Although this is very much a home studio in 2014 and not what my characters are working with in the scenes I’m writing now, I did learn a lot about what order things get done in, how it comes together, how it feels to be up at the mic recording. Andrew has broken down the technical aspects of the recording stuff back on his blog. I will simply say that I am blown away by both his musicianship and his knowledge of recording software and equipment. I knew I’d never regret marrying a guy who could play the piano the way he can, and who brought a copy of Joni Mitchell’s Blue to my dorm room that day.

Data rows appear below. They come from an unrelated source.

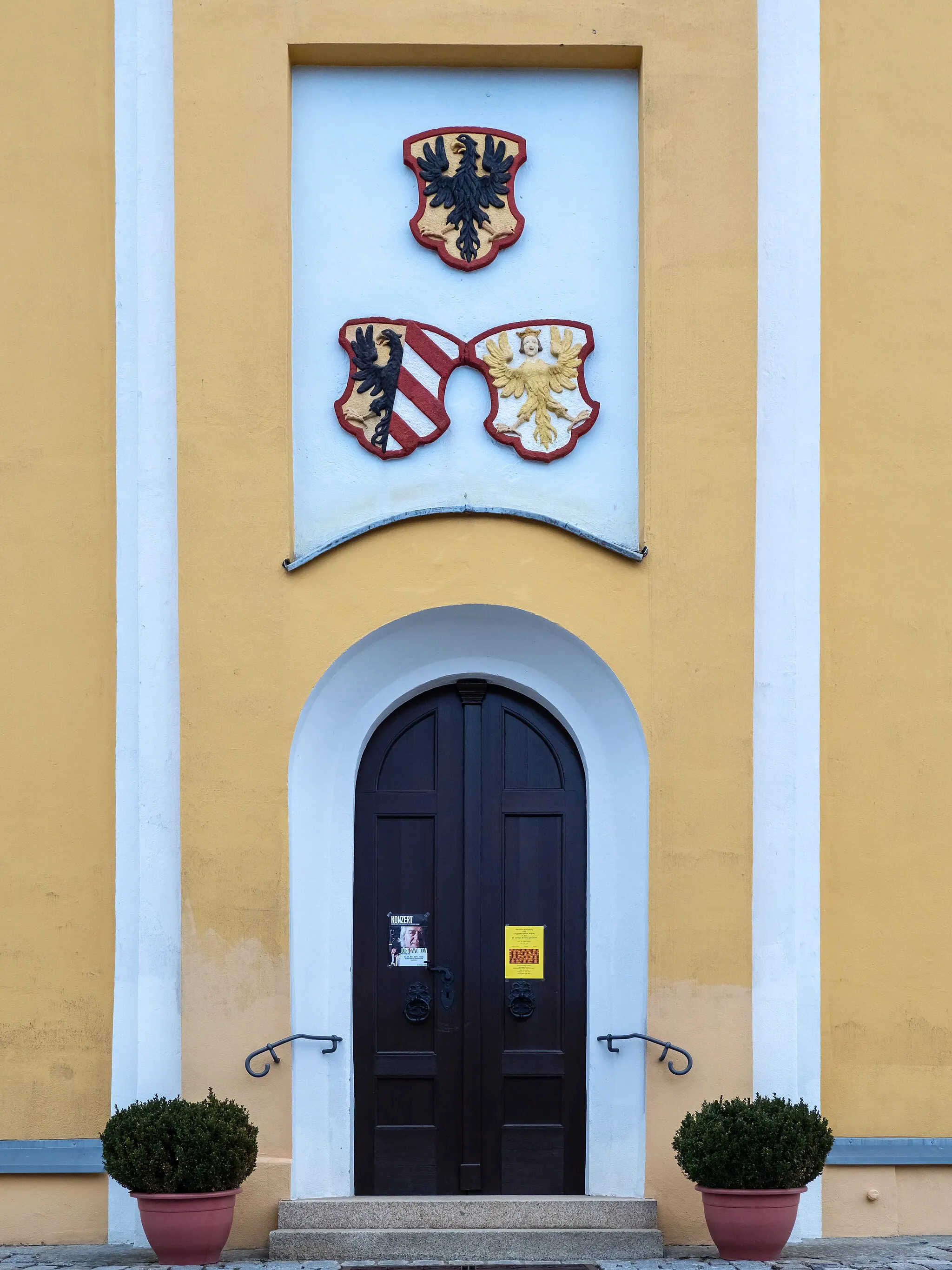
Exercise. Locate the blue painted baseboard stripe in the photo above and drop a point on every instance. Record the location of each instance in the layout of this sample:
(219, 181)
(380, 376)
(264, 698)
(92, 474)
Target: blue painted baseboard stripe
(51, 1156)
(892, 1151)
(86, 1155)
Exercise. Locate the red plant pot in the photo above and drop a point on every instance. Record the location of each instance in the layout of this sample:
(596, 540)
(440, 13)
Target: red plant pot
(751, 1226)
(187, 1230)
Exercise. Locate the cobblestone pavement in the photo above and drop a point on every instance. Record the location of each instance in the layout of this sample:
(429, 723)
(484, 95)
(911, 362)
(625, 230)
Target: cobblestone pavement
(883, 1254)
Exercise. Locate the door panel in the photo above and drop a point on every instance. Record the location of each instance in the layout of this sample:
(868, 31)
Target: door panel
(471, 808)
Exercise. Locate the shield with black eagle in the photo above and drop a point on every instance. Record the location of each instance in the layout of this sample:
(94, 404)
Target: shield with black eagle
(466, 181)
(394, 397)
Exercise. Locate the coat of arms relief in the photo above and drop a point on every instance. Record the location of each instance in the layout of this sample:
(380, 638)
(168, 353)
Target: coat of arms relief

So we’re going to try to keep doing this. I don’t see any other way I can write the book, and we’re happy with this track. We’re a little stunned that we figured out a way to fit it into our lives, but we’ve got some breathing room now that the kids are a little older. That problem with overly narrative lyrics seems to be helped by the fact that I am writing a novel about these people. I’m chronicling their thoughts and delving into their backstories, and I guess that makes me feel like I don’t have to cram it all into the song. The whole story will exist somewhere else. It’s also freeing to write as a different character. Every song about a relationship doesn’t have to be about our relationship, and that’s a relief within our marriage.
I have a few phrases I’m thinking about for Dean’s next song, but nothing concrete. I have a retro country idea for one of Johanna’s songs. I guess we’re working on a concept album. You know, like The Wall.